The A-word

I started off writing this as a comment on Long Term IVF’s very thoughtful post about PGD (pre-implantation genetic diagnosis – basically genetic screening of embryos) – but then decided to turn it into a post of my own, as this is something I have given a lot of thought to.

She asks:

If you knew your child might only have 18 years of life, would you decide against giving them life?

… and concludes, very fairly, that no, she wouldn’t. She would give birth to that child.

For us, we would rather take that risk, rather than never have children or never try… I don’t want to play God.

Admittedly, I haven’t put a lot of thought into life-or-death situations like that – but I have thought a lot about playing God.

Because of J’s translocation, we have a massively increased risk of either miscarriage or conceiving a child with Down’s Syndrome.

Before we decided to go down the PGD route, J and I had already decided what would happen if we conceived a child with DS. My brother and step sister have severe autism, and J’s cousin has DS, so we have both seen first hand how hard it is to bring up a child with learning disabilities.

We disagree on a lot of things – but one thing we didn’t really even need to discuss was that we would terminate a pregnancy if we found out our baby had DS.

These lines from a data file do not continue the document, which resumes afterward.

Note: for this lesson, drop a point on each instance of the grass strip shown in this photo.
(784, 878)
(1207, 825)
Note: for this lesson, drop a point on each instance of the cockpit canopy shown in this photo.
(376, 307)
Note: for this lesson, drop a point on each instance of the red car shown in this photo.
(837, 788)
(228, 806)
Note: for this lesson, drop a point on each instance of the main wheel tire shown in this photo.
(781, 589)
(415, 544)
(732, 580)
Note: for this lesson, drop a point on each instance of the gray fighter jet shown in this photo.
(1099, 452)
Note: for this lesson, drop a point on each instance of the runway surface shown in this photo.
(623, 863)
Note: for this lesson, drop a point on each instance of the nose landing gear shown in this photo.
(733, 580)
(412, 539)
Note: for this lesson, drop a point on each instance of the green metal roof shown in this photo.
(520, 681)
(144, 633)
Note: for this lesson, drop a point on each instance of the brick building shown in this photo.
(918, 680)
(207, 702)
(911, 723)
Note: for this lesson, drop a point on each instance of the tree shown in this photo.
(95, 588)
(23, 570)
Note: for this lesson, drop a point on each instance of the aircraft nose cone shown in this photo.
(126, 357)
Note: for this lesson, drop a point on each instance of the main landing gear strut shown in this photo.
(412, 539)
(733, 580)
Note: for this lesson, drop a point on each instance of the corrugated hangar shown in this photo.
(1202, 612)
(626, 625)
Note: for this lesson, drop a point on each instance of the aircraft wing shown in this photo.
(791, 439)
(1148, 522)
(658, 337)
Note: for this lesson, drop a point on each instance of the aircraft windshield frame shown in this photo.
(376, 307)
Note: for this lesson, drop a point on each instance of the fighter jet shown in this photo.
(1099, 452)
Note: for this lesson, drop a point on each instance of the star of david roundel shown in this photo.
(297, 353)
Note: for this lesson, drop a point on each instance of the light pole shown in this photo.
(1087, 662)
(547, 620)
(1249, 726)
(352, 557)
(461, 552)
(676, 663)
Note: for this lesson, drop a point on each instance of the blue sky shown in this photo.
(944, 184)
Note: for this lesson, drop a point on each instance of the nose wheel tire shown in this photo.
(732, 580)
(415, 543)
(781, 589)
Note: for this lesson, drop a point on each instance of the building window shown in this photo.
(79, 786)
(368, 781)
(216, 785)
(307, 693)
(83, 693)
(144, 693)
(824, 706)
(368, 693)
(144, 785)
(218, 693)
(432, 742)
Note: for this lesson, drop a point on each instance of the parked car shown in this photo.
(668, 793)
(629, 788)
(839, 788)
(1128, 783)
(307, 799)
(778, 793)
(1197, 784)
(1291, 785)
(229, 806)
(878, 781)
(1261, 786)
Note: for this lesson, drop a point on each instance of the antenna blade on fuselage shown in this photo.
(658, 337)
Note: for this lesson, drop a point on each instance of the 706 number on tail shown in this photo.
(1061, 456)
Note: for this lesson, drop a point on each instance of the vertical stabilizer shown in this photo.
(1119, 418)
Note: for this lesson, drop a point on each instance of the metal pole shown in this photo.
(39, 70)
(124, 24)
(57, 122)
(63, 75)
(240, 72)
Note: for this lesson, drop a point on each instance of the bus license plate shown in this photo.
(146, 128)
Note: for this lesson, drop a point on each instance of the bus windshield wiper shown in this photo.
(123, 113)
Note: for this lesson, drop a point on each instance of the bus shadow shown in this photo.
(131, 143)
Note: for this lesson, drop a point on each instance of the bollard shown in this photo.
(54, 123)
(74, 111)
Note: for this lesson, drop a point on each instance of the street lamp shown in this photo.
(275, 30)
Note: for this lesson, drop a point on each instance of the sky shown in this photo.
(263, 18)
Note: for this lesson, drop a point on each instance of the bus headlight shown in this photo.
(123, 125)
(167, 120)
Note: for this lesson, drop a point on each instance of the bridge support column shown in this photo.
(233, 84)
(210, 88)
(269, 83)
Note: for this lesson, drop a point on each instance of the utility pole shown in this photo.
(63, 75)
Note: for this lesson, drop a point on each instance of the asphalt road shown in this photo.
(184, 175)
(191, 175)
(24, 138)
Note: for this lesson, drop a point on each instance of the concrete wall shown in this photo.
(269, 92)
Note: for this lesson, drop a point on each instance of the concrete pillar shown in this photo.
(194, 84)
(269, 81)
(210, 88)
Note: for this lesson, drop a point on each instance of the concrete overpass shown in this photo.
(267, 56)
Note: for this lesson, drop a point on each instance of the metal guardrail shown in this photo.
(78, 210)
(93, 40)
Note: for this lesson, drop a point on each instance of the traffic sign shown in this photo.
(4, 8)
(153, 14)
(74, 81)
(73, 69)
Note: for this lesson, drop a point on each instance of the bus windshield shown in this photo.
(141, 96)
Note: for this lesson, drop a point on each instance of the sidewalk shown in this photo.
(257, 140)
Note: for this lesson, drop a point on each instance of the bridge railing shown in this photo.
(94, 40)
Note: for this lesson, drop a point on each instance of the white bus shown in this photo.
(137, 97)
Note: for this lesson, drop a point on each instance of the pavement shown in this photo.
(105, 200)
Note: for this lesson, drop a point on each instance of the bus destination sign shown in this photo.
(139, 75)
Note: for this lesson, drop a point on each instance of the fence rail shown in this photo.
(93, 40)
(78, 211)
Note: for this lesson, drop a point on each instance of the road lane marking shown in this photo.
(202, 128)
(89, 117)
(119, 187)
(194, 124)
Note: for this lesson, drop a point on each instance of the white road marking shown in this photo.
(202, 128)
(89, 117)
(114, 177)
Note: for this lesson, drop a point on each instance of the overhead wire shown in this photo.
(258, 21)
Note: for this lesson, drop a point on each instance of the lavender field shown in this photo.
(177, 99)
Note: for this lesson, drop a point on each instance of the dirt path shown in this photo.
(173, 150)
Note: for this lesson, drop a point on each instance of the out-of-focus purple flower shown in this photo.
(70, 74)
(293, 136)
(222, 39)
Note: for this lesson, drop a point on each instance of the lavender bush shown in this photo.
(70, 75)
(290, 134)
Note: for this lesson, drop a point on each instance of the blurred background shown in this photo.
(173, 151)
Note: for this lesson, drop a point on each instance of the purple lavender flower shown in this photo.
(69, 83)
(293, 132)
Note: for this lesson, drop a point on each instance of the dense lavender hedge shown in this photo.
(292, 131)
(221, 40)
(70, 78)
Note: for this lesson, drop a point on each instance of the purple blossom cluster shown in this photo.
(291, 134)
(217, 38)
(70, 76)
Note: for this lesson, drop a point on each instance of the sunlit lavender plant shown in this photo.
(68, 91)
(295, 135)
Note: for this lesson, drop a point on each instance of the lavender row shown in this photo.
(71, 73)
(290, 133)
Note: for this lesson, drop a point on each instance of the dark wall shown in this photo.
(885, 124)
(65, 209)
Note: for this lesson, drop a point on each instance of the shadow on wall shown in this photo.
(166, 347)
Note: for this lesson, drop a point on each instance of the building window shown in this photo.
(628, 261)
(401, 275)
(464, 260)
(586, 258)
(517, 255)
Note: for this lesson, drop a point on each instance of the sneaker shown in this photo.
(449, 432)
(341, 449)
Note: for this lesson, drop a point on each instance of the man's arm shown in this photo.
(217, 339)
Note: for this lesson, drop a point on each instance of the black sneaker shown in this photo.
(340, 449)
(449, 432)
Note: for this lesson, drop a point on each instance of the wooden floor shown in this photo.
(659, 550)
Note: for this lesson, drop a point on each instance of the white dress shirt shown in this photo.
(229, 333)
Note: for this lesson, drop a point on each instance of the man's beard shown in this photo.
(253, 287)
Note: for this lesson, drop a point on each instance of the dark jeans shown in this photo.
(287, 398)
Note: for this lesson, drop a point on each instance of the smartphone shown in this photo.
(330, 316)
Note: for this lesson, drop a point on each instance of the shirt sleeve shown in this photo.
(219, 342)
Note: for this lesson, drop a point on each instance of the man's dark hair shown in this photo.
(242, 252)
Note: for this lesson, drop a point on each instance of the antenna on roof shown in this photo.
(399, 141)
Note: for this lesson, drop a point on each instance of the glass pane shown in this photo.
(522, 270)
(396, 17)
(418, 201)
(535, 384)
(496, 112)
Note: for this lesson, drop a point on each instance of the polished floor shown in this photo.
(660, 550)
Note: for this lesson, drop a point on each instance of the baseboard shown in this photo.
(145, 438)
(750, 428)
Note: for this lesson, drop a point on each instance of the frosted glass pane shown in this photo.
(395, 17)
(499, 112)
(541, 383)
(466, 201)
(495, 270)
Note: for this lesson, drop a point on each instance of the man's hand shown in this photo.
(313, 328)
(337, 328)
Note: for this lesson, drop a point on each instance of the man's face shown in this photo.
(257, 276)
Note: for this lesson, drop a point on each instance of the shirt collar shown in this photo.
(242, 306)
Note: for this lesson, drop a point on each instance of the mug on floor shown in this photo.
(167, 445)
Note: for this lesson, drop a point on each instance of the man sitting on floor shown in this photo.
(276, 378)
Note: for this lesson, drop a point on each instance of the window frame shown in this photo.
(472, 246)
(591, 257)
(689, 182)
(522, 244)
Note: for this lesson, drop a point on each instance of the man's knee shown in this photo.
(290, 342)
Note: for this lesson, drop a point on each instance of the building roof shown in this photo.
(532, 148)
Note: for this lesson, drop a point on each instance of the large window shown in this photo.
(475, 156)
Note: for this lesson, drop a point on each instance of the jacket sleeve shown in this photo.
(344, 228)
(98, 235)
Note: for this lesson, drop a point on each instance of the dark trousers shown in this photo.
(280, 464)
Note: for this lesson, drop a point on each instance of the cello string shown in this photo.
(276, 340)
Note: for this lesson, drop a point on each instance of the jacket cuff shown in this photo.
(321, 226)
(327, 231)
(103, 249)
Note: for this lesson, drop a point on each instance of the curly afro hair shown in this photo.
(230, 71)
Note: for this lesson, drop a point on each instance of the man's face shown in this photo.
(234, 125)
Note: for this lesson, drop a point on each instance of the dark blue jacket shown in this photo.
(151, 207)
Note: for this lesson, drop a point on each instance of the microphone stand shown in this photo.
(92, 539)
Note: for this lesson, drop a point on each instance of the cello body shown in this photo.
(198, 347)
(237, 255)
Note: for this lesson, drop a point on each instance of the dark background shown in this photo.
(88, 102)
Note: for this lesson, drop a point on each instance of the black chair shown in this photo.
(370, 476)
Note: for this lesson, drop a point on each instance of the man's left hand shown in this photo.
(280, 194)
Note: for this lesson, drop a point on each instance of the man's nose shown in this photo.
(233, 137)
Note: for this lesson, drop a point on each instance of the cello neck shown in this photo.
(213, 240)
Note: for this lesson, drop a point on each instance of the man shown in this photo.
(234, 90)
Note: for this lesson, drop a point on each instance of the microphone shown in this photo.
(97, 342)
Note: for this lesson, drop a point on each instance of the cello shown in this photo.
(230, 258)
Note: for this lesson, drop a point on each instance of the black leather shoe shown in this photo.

I know, considering all the shit we have gone through, that it sounds like a crazy thing to say. But watching my brother and step sister and J’s cousin grow up into a world that doesn’t always want to make a place for them has been fraught with anguish for both our families.

As J’s mother keeps saying, his cousin has brought “so much joy into the world”.

But equally, none of them can get proper jobs, they all need round-the-clock care and getting any kind of provision for them (care, housing, a frickin job) involves a giant battle with local councils, which has become harder each time as the government cuts services. Once my parents are gone, it will be left up to my sister and me to care for my brother and step sister, which of course we will execute with a heady mixture of devotion and impatience.

Half the fight for most families is simply trying to create a purpose for them. Did you know only 17.5 per cent of learning disabled people have a job in the UK? That’s 1.3m people, many of whom are perfectly able-bodied, who desperately want to contribute to society, but can’t because most workplaces aren’t geared up to help them.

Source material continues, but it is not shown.